You are viewing a plain text version of this content. The canonical link for it is here.
Posted to dev@maven.apache.org by Hervé BOUTEMY <he...@free.fr> on 2019/09/22 23:52:48 UTC

Reproducible Builds for Maven

after a few years of testing, thinking, procrastination and hard work (thank you Thomas for your talk at Devoxx France 2016 [1]), I think I achieved a key step this week-end toward native Reproducible Builds with Maven [2]: Maven core itself can be built in a reproducible way!

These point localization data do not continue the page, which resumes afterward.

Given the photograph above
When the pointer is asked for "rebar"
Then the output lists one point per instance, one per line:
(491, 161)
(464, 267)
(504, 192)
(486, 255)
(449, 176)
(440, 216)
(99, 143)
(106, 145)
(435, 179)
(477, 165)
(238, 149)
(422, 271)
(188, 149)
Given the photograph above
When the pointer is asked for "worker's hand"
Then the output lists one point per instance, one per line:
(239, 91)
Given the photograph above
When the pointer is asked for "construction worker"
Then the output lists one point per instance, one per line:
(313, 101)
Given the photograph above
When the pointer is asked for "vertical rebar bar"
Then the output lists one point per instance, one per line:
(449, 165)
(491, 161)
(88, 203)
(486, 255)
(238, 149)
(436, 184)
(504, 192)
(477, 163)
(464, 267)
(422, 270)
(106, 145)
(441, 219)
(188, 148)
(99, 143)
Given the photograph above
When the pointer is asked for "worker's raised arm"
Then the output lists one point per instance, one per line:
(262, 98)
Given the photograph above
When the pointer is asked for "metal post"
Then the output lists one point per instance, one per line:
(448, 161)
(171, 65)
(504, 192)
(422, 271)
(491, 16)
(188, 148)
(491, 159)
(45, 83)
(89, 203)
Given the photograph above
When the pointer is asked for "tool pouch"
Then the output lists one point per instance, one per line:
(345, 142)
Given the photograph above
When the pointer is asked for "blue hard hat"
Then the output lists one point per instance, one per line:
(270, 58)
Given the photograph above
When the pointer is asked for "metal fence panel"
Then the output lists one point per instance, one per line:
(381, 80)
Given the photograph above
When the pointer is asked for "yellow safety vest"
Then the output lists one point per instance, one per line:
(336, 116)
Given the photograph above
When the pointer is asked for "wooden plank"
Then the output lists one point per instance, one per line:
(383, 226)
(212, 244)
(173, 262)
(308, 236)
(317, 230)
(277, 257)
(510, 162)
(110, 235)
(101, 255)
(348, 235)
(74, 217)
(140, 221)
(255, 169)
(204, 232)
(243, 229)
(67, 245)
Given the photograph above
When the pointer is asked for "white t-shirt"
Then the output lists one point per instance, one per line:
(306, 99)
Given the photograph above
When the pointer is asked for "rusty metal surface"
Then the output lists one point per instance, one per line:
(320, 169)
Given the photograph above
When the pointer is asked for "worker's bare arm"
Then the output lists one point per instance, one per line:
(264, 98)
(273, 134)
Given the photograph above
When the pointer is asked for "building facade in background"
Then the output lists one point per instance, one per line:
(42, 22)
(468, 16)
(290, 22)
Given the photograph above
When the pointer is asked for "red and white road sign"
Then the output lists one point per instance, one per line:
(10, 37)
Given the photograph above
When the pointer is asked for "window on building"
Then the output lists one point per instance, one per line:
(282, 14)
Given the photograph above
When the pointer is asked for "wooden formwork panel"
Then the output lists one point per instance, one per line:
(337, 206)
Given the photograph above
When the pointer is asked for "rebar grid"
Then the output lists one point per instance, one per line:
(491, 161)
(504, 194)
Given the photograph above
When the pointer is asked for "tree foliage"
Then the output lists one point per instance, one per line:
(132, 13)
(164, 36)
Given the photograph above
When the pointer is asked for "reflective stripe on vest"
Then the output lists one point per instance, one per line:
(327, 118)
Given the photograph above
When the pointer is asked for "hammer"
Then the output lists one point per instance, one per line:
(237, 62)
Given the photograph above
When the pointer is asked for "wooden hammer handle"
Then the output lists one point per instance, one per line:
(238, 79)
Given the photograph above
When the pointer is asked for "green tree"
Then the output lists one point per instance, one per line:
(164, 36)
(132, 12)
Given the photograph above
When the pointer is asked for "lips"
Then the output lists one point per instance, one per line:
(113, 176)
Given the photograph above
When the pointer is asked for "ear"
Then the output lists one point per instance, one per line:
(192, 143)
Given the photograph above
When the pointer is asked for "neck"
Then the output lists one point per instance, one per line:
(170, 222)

It means that if you build "reproducible" branch of Maven core, you'll get the same apache-maven-3.6.3-SNAPSHOT-bin.zip than me or the ASF CI server [3].
The precise result depends only on 2 key facts:
- do you build on Windows or any Unix? This impacts newlines...
- what JDK major version do you use to build? This affects generated .class (notice: AFAIK minor JDK version does not have any impact, nor platform)

This branch is only a PoC: it uses unreleased packaging plugins that give reproducible results (versions in .RB-SNAPSHOT), and I had to tweak a little bit the build for remaining reproduciblity issues with sisu and plexus plugins.
There are many details to decide before releasing these plugins and making every build reproducible by default.
But the current steps proves that is is feasible.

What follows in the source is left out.